The book is indeed hard to put down once you start to read it, but I really had a big problem with Adam; he did not convinced me that he is such a 'romantic hero' and that he really loves Fleur. Putting aside that fact that he willingly hurts Fleur at the beginning (despite the fact that he realizes at first thrust that she suffers; but does he stop? No. He only continues 'swiftly'=violently!!!), he is never really repetant for all the pain he has caused. He has some (a small amount though) of guilty feeling, that he puts fast aside once he finds a position for Fleur. He helps her indeed in getting a less hurtful life, but he is never convincing as a person in love. I mean, everything he does is well motivated by a certain feeling of guilt he feels, and by the fact that he is 'an honorable' man and tries to do always the 'honorable' thing (as he did it for Sybil as well), but as I see it, he would have done exactly the same for anyone in Fleur's situation. Therefore, there is nothing he really does only for Fleur, because she is who she is and because he loves her; it's just helping another person in need, who might have been anyone in fact.
Now, if he had had nightmares about his guilt and about what he had done to Fleur, if he had put his pride aside when dealing with Fleur (e.g., last scene), if he had convinced her (and the reader) about his reasons to have been so cruel in the first chapter, then I would have probably managed to like him. But he does not seem to realize even until the end that he was indeed cruel and he marked Fleur for life in an awful way; he never finds Fleur's repulsion much justified and he imposes on her much too much. And he does say at some point that he recognized her as the love of his life at the first sight. And this is how he treated her (at the beginning), a woman clearly starving and scared? God helps Fleur in her future with him if this is how he treats the women he loves.

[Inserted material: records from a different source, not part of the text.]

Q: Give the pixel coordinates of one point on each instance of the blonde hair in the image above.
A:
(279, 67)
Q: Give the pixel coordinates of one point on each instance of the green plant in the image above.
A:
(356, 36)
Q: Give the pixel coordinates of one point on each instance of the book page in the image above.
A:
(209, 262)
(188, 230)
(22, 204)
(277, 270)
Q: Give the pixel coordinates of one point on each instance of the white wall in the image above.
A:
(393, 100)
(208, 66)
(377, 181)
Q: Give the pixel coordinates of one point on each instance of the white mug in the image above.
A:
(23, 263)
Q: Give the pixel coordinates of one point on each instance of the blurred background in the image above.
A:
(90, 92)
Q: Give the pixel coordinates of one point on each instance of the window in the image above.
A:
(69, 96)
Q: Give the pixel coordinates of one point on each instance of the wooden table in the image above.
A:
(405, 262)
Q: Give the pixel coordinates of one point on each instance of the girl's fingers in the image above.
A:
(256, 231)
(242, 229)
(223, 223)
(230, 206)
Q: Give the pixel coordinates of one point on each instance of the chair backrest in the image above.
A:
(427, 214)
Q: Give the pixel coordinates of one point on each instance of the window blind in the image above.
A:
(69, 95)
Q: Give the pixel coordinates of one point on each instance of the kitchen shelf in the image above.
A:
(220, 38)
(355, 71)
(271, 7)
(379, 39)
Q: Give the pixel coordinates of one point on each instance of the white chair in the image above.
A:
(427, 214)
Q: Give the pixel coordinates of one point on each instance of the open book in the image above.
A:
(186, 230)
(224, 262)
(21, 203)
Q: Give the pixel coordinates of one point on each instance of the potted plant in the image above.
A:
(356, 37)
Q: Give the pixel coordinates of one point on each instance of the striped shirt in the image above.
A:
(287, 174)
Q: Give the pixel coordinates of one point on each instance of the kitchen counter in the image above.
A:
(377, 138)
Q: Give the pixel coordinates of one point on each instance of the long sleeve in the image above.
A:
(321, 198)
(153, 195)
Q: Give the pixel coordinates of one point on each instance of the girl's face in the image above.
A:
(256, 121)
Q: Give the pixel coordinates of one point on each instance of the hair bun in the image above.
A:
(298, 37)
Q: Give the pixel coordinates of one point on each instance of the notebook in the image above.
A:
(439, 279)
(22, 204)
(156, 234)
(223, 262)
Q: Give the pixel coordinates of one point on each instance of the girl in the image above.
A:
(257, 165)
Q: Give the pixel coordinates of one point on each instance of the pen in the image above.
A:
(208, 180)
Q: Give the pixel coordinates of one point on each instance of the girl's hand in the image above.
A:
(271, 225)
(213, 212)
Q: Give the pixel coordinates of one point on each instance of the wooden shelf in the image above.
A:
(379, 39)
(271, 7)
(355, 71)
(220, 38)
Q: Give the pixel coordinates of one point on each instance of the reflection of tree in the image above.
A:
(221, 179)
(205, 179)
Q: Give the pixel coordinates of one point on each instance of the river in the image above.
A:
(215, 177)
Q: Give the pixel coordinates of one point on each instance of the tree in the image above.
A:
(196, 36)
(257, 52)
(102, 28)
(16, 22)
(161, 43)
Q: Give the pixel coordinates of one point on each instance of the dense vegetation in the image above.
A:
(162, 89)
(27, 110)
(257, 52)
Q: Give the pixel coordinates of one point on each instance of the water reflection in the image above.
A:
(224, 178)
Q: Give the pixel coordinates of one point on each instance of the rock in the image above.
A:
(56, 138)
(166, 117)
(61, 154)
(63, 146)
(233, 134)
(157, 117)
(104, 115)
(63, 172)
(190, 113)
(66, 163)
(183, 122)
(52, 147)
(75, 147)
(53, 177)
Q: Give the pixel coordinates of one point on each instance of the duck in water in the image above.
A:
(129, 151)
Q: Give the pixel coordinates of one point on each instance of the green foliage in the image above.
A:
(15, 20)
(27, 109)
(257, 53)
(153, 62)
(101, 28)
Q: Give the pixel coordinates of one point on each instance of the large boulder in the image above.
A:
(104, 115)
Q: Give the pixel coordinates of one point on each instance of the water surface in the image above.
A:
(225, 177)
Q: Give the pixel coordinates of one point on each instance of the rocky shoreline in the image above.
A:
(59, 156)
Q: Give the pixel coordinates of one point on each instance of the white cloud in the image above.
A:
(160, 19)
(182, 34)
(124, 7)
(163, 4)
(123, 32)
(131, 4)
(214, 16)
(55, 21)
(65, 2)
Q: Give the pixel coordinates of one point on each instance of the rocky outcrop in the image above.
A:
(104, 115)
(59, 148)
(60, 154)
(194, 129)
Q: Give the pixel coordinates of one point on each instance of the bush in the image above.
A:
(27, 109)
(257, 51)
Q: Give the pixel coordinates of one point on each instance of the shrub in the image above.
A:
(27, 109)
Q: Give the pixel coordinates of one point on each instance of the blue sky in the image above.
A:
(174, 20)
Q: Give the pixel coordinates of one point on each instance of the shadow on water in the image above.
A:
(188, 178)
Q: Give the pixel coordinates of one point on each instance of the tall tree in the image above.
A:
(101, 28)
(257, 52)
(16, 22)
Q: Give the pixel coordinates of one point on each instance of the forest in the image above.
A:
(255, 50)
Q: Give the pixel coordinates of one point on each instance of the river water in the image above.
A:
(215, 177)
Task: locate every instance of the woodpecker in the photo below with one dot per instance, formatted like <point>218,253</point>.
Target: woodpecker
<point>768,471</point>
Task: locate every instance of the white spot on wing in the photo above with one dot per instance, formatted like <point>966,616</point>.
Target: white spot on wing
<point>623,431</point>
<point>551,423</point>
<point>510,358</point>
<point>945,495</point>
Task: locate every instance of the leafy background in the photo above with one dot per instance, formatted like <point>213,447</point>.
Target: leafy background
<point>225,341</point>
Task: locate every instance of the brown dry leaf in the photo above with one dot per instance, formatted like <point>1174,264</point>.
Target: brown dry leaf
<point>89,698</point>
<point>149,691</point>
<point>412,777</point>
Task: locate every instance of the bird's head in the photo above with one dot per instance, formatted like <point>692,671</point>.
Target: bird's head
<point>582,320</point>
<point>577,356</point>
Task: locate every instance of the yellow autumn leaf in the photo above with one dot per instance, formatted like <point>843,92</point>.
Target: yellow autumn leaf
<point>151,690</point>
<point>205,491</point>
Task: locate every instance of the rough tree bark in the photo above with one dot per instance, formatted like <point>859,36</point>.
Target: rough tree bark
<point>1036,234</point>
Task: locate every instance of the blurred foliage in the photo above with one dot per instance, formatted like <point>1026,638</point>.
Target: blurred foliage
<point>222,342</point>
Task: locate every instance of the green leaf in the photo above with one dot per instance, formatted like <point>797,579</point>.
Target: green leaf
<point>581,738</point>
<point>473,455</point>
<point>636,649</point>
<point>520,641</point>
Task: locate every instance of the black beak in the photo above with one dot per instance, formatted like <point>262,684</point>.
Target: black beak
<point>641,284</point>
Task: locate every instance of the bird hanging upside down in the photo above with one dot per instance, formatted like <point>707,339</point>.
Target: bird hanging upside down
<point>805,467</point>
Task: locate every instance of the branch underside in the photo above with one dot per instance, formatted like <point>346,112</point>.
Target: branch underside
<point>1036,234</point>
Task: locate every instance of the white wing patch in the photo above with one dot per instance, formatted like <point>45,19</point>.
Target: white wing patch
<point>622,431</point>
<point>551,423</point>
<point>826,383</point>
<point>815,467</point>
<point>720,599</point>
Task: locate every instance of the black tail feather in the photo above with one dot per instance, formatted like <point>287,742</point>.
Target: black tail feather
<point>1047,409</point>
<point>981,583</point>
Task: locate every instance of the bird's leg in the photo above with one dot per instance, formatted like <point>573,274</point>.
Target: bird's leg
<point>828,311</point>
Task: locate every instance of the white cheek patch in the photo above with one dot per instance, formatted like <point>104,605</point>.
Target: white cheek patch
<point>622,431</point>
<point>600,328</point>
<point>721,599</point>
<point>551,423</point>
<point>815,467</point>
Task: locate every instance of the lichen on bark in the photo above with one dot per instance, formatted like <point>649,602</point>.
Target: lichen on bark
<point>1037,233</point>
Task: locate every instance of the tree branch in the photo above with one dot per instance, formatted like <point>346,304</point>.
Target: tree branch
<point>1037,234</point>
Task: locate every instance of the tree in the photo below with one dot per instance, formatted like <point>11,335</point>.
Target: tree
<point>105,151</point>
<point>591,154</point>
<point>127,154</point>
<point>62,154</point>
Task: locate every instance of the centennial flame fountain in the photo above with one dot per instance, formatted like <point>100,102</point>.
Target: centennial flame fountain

And what about the non-sense of 1 year apart at the end, without much insight of how he has felt during their separation, if he really missed her as she missed him, or if it was just some occasional yearning, as I got the feeling. In fact, I got this feeling that Adam would have managed very well without Fleur without much pining or ache; he was fully motivated by what he thought to be 'honorable', but from the beginning to end he remained a cold, distant and rather harsh man. Which, unfortunately is not what I look for in a romantic hero.